Soh however, added that in terms of running races, running in cooler climates may be more preferable.
He added, “For example the Singapore Marathon is a nice home race but it is hot here. At the Gold Coast, the weather is good for running; generally in cooler climates, the body is less dehydrated and so you will be able to run faster.”
Your training has brought you to many places. What is your favourite?
Said Soh, “I like Flagstaff in Arizona, the United States. In the summer and fall seasons, it is a nice place; in fact you can a completely different trail everyday there for two weeks – that is how much variety there is.”
But at the same time he also pointed out that winter time is not the best time of year to visit Flagstaff for a run. This is because there is very thick snow which makes it quite hard to get in a decent run.
Added Soh, “This makes Singapore an ideal place to run, as you can literally run for all 12 months of the year. In other cities like New York City and Chicago, the winters are very unforgiving, meaning that you can be stuck running on a treadmill for three months in the year. So I would still rather be based here in Singapore, compared to anywhere else in the world.”
What are your main training sessions like – as a marathon approaches?
- Four weeks out – 5km of warm up followed by a 16 mile (25.8km) run at marathon pace
- Three weeks out – Easy long run of about two to three hours (about 35km). Said Soh, “For this, I run at an easy pace. I suggest to runners not to exceed three hours of running no matter what their pace is, as being out there running for too long will exhaust the body.”
- Two weeks out – A 16km run at marathon pace followed by a 3-4km cool down. Added Soh, “At this stage if I am doing track intervals though, I will do them at 5km pace. My tempo runs at the start of my marathon cycle will be between 5km to 10km. In the middle of each marathon cycle will be about 20km and at the late stage of the marathon cycle I will be running 25km plus at my target marathon pace.”
- Final Week – Track intervals, 4x400m at 10km pace and eight laps of the track at marathon pace
How and when do you taper for a marathon?
Said Soh, “I taper about three weeks before the marathon, Many people however, think that tapering is about relaxing but you will get fat if you keep on eating but don’t run.”
He added “In actual fact though, tapering is about cutting down volume but still doing marathon pace workouts so that the body does not forget the pace. For example you can run 25-27km at marathon pace three weeks before your race, and 15km at marathon pace two weeks beforehand.”
Soh’s general rule is that you should be running about 100 per cent of your target mileage about four weeks before the marathon.

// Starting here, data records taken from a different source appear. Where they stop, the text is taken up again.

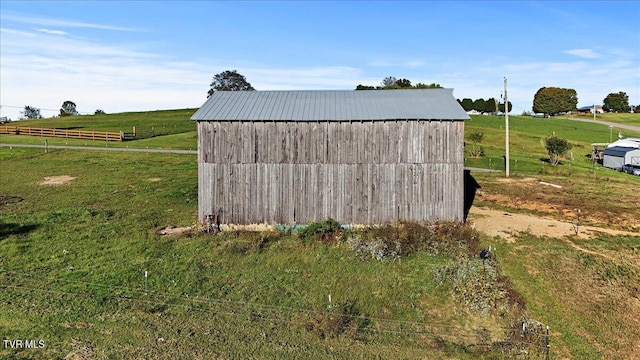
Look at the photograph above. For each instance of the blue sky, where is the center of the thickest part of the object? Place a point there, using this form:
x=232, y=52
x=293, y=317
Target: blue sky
x=134, y=56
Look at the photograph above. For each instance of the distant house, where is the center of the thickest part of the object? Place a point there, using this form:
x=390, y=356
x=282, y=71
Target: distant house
x=589, y=109
x=617, y=156
x=360, y=157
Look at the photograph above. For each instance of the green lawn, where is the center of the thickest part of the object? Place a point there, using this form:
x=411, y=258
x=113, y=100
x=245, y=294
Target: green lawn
x=164, y=122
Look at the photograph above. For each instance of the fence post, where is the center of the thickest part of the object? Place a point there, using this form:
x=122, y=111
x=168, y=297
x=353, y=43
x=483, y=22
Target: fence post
x=547, y=341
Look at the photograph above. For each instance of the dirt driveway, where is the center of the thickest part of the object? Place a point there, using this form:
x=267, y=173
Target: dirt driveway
x=508, y=225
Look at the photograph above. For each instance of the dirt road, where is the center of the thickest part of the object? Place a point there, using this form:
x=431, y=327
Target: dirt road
x=508, y=225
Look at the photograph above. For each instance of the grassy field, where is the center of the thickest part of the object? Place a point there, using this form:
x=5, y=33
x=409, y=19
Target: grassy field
x=73, y=259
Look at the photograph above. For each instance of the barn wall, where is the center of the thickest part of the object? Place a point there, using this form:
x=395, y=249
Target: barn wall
x=364, y=172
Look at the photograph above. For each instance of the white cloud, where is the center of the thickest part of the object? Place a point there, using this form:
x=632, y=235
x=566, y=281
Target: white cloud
x=46, y=21
x=583, y=53
x=52, y=32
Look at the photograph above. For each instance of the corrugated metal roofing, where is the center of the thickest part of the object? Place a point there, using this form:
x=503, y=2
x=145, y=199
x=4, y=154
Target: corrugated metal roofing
x=618, y=151
x=331, y=105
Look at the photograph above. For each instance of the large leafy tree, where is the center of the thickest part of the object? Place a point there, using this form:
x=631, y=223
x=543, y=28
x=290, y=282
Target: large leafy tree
x=554, y=100
x=31, y=112
x=229, y=80
x=467, y=104
x=68, y=108
x=616, y=102
x=491, y=106
x=390, y=83
x=479, y=105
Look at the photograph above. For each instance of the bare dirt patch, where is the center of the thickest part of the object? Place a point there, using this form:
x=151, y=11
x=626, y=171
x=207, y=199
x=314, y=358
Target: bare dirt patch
x=57, y=180
x=509, y=225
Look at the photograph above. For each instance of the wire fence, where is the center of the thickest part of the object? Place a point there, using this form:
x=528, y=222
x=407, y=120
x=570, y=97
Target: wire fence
x=531, y=339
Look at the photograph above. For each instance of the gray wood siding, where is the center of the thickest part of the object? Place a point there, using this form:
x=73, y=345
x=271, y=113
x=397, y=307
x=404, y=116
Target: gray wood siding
x=357, y=173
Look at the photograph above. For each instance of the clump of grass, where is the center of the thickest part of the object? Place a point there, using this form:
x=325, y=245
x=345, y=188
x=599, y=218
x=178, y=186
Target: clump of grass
x=393, y=241
x=244, y=242
x=336, y=321
x=327, y=231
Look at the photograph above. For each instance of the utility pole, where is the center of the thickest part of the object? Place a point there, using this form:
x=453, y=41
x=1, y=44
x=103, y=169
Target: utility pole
x=506, y=126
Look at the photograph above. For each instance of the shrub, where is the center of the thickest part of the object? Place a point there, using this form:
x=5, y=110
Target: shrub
x=391, y=241
x=343, y=320
x=326, y=231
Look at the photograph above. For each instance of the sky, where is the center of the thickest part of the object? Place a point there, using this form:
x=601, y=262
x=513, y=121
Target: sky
x=121, y=56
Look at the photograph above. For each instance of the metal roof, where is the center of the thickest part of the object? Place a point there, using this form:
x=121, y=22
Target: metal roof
x=331, y=105
x=618, y=151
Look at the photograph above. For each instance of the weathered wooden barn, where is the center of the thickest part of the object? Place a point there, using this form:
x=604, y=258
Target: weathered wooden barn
x=360, y=157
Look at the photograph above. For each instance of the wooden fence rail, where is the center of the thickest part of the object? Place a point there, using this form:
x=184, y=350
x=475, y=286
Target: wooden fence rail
x=71, y=134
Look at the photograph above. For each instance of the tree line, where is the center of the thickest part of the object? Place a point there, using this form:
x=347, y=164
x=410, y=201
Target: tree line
x=490, y=106
x=68, y=108
x=547, y=100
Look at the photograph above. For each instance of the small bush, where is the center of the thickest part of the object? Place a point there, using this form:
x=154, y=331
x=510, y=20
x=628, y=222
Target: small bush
x=391, y=241
x=326, y=231
x=343, y=320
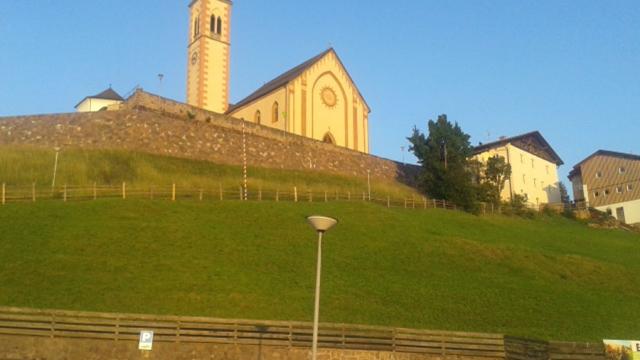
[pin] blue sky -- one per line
(570, 69)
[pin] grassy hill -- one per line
(21, 166)
(546, 278)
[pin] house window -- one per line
(274, 112)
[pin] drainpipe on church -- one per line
(510, 175)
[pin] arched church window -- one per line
(196, 27)
(274, 112)
(328, 138)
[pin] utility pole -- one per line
(55, 168)
(444, 153)
(244, 161)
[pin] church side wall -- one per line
(215, 138)
(265, 106)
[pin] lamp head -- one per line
(321, 223)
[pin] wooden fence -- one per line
(170, 329)
(57, 324)
(11, 194)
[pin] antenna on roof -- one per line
(160, 77)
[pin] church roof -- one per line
(108, 94)
(287, 77)
(532, 142)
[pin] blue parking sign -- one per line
(146, 340)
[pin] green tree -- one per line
(564, 194)
(496, 173)
(443, 156)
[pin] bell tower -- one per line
(209, 54)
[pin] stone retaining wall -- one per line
(159, 126)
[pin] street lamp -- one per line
(320, 224)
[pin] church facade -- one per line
(316, 99)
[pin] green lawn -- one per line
(548, 278)
(22, 166)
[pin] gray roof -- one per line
(108, 94)
(551, 154)
(284, 79)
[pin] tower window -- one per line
(274, 112)
(196, 27)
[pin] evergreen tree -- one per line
(443, 156)
(564, 194)
(496, 173)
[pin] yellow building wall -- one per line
(209, 56)
(265, 106)
(304, 112)
(531, 175)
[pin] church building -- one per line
(316, 99)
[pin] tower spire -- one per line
(209, 54)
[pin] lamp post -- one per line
(320, 224)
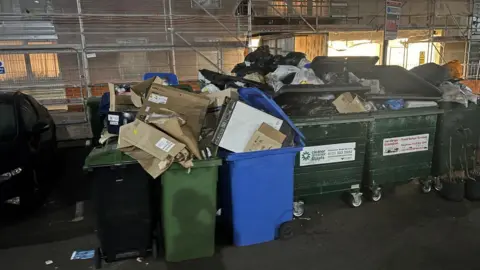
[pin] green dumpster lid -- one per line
(332, 119)
(199, 164)
(106, 156)
(407, 112)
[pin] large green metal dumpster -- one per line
(456, 142)
(400, 148)
(333, 159)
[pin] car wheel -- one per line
(31, 197)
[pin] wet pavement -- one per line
(405, 230)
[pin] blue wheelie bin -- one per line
(257, 187)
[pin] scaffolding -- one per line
(118, 41)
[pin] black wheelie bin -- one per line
(121, 195)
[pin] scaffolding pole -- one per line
(173, 61)
(86, 72)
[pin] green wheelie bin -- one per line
(188, 210)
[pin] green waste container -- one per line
(189, 200)
(333, 159)
(456, 142)
(400, 148)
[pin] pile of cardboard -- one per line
(173, 125)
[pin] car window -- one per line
(28, 114)
(8, 125)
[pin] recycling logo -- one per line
(306, 156)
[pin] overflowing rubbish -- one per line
(251, 124)
(448, 80)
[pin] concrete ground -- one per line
(406, 230)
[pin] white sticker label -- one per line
(114, 118)
(157, 99)
(165, 145)
(324, 154)
(407, 144)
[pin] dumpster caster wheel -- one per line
(98, 258)
(355, 200)
(298, 208)
(426, 188)
(376, 195)
(437, 184)
(285, 231)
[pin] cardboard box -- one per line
(182, 133)
(140, 90)
(346, 103)
(119, 103)
(265, 138)
(154, 149)
(238, 124)
(217, 102)
(191, 107)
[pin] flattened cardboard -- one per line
(346, 103)
(173, 127)
(191, 107)
(119, 102)
(149, 146)
(140, 90)
(217, 102)
(238, 124)
(265, 138)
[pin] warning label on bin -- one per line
(324, 154)
(407, 144)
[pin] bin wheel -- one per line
(298, 209)
(98, 258)
(355, 200)
(286, 231)
(155, 249)
(376, 195)
(426, 188)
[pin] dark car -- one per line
(27, 149)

Three weeks out cut this to 95%, two weeks out reduce this to 75% and one week out you should be running 70% of your target mileage, and then the week after that should be your marathon race.
Do you do weights?
Said Soh, “I go to the gym once a week but I focus on core exercises and workouts.”
As he is still managing his plantar fasciitis injury, Soh also does 20 minutes of calf raises barefooted on a staircase, amongst other calf and leg strengthening exercises.
What is your diet like?
Said Soh, “Personally I do not pay close attention to my diet. But three days before the race, I will be loading on carbs such as pizza and pasta. On the other hand I cut down on beer, fried foods and burgers.”
After all, Soh’s analogy is that you do not want to be carrying “junk calories” when you are running the marathon as this will increase your chances of screwing the race up.
He advices runners though, in the days leading to the marathon, to eat what they are familiar with. Said Soh “Do what you have been doing. If your body is used to rice and veggies and you suddenly have a pasta meal before a race, the body may rebel. So do try pasta before your training runs, if you intend to eat it the night before a race.”
He added, “But for me, having pasta is generally quite safe though.”
Have you thought about the next South East Asian Games in Kuala Lumpur?
Said Soh, “I have not started thinking about what to do after Chicago. I took one week off running and haven’t thought about competitions yet. I am thinking about my options and what can come out of it, but I definitely plan to be ready in August next year.”
For the time being though, Soh has been training, and combining this with his new job at the Singapore Sports Council.
Said Soh, “I am waking up at 5am-6am to run and working from 9am-6pm. Then sometimes in the evenings I will do another run.”
“If I can run twice a day, then everyone here can run four times a week,” Soh continued.